Continuum is now responsible for processing around 50% of all the plastic bottles collected in the UK. The facility also played a key role in Coca-Cola’s recycling efforts during the London 2012 Olympic and Paralympic Games, with some 15 million plastic bottles collected and returned to shelves as part of 63 million new bottles.
Coca-Cola says of its beverage volume that 61% is delivered in plastic bottles made from PET plastic; consumers like PET plastic bottles because they are lightweight, resealable, shatter-resistant and accepted in most community recycling systems. “But with increasing pressure on natural resources required to make conventional PET bottles — particularly on petroleum and natural gas — we need alternatives,” the company says in its 2011/2012 sustainability report. Coca-Cola aims to source 25% of its PET plastic from recycled or renewable materials by 2015.
Coca Cola is not the only beverage company focusing on using rPET plastic.
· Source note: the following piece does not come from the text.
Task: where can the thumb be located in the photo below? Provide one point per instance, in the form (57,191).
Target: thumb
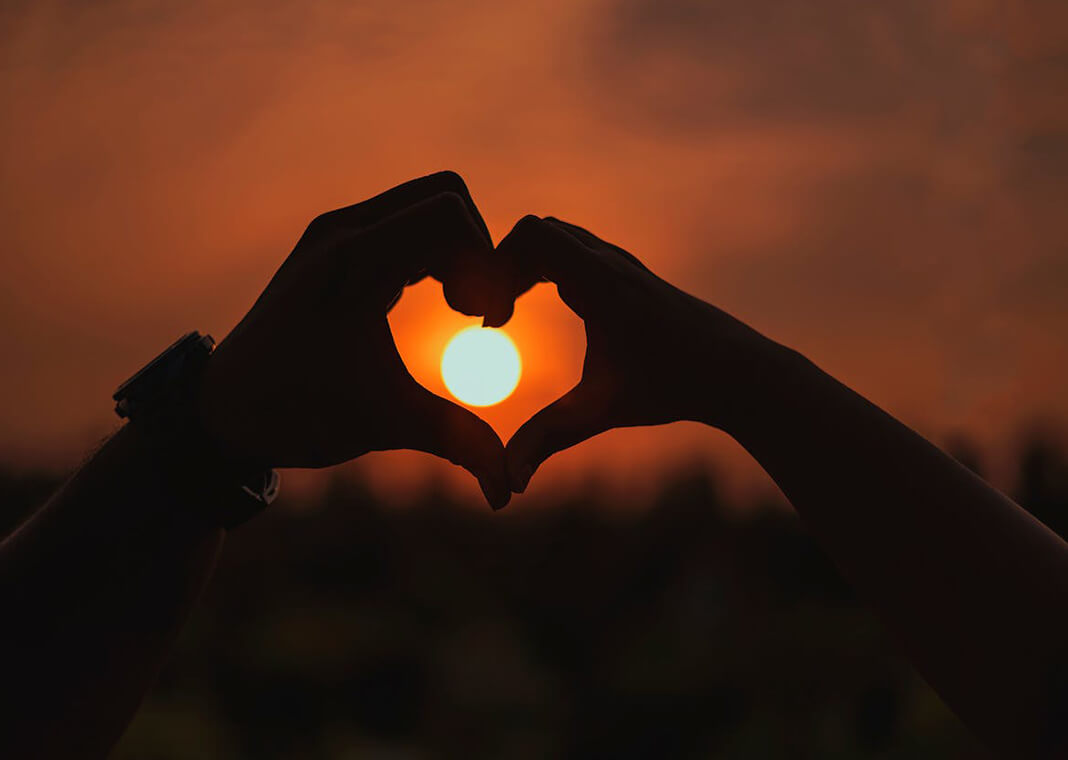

Nestlé Waters brand Arrowhead bottled water has created a new “ReBorn” 500ML water bottle that is made with 50% recycled polyethylene terephthalate (rPET), and that requires 15% less energy to produce. Most of the recycled material for the ReBorn bottle comes from CarbonLITE, a plastic processing facility in Riverside.
Nestle Waters says it has committed to adding rPET to its business as it becomes more economically feasible, but says that there isn’t enough recycled plastic currently available to make 100% rPET bottles.